BTW Rafe has also seen e.g. some of my criticisms of Hayek ideas (more than you've seen, PAS). And, again, doesn't want to discuss the point of disagreement. It's been his general and consistent policy to avoid discussion of disagreements. He doesn't want to engage in critical discussion.
I know you don't care much about Hayek, PAS. But I imagine you can see how it's different with someone like Rafe who does things like read Mises and Hayek, and write about their ideas. For someone who reads them and considers them important, he ought to care about major criticisms of ideas from either of them which he's accepted. It is, in fact, criticism of some of Rafe's own ideas (if you learn an idea from a book, and believe it's true, and have a version of it in your mind, it's your own idea now in most ways, and you ought to care if it's false).

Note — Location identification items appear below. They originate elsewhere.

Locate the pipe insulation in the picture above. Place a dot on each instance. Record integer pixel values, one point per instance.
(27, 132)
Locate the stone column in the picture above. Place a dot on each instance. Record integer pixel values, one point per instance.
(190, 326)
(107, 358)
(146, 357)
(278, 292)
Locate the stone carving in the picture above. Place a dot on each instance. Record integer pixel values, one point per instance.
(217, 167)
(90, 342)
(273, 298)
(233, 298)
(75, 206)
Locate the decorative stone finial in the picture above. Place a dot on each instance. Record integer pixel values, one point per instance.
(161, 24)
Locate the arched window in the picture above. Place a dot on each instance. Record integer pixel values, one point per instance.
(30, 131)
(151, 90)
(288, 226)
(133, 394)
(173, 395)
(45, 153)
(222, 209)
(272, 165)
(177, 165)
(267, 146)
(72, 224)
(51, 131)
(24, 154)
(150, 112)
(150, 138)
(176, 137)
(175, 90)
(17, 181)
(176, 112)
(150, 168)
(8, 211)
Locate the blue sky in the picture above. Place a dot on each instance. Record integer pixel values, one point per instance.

(To be clear, Mises and Hayek contradict a lot. Considering them similar is one of Rafe's mistakes in his understanding of these issues. Misunderstanding their positions isn't the primary problem though. Nor is the primary problem Hayek's traitor status, where he got himself a pro-capitalist reputation which he used to more effectively harm capitalism, including btw by attacking some of Mises' work. The primary problem is Hayek had a bunch of very bad ideas about primary topics like economics. And a bunch of those mistakes are now also Rafe's ideas.)